Bishop Richard Williamson apologized today for nothing. He did not retract his Holocaust denial or his lifetime of antisemitic preaching and teaching. To an antisocial personality like Williamson everything is a game. To the rest of the world, it's a disgrace.
Here is who this bizarre man is according to an NPR report:
Williamson champions The Protocols of the Elders of Zion, an anti-Semitic forged document from the late 1800s that blames Jews for the problems in Russia at the time. He has called Jews the enemies of Christ and says that they, together with Freemasons, have contributed to the corruption of the Catholic Church.And here is his latest non-apology according to a JTA report and I just don't know why they gave it the misleading title that it bears...

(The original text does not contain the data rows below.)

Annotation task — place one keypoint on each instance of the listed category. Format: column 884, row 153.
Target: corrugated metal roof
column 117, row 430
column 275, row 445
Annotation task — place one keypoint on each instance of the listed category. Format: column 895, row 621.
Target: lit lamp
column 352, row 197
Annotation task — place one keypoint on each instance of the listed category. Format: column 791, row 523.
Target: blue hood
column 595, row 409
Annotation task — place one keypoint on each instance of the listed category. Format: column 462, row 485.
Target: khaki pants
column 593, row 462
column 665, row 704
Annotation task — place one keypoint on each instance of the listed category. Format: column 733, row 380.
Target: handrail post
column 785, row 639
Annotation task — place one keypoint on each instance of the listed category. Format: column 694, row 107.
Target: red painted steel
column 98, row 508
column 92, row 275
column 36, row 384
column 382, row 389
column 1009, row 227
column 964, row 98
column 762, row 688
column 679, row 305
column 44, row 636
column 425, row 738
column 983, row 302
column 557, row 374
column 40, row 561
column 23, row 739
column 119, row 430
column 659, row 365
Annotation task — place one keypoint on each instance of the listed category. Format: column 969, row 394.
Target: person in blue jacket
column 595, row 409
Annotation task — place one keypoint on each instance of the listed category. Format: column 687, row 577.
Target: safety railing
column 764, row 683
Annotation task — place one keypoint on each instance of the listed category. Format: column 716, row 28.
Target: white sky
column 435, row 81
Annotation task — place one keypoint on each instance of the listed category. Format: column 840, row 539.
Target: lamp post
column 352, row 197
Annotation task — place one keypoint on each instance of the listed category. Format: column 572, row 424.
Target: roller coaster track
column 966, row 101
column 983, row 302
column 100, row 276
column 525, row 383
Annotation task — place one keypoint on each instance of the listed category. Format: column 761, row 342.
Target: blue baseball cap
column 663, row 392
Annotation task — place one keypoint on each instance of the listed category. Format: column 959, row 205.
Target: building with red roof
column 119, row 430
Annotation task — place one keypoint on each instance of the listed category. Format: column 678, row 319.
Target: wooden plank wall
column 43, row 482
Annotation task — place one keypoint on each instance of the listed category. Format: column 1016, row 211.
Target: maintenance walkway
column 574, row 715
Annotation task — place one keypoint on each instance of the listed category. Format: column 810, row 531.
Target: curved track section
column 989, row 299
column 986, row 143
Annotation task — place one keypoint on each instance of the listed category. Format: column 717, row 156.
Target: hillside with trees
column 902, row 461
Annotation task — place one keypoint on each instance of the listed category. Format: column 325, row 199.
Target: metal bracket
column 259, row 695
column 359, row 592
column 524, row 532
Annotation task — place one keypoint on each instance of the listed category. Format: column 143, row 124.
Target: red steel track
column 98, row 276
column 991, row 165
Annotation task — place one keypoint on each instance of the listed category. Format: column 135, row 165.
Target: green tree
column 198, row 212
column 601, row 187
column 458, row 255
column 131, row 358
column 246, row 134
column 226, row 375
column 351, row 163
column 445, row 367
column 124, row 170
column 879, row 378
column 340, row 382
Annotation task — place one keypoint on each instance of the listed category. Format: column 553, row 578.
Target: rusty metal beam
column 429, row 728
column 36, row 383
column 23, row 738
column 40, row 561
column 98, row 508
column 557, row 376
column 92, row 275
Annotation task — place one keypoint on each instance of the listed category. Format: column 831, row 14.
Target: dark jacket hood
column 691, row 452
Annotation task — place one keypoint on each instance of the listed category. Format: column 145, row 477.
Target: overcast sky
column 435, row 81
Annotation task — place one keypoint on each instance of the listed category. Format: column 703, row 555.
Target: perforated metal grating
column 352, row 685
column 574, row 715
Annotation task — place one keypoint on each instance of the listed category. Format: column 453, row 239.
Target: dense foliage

Rizzo says Williamson expressed such opinions and ultra-orthodox views during spiritual conferences held on Thursday afternoons.
"He was always insisting that women should not wear pants, because that would be an occasion of sin, that women when married should be subjected to their husbands to such a degree — I'll never forget this — that if the wife misbehaves the husband should be willing to beat her," he said.
The 48-year-old priest says Williamson had bad things to say even about a 20th century icon of Catholic charity.
"He would criticize Mother Teresa for false facade of charity, saying, 'Oh yes, she may take care of the poor, but she is still a modernist. We shouldn't fall for her liberal tendencies,' " he said.
Rizzo also recalls that when Williamson taught sacred scriptures, he would often espouse conspiracy theories and attack the American government — a theme he would pick up in a 2007 lecture in London where he described the United States as a police state.
"And I hope none of you believe that 9/11 is what it was presented to be," Williamson said at the time. "Of course two towers came down, but it was absolutely for certain not two airplanes which brought down those two towers; they were professionally demolished by a series of demolition charges from top to bottom of the towers."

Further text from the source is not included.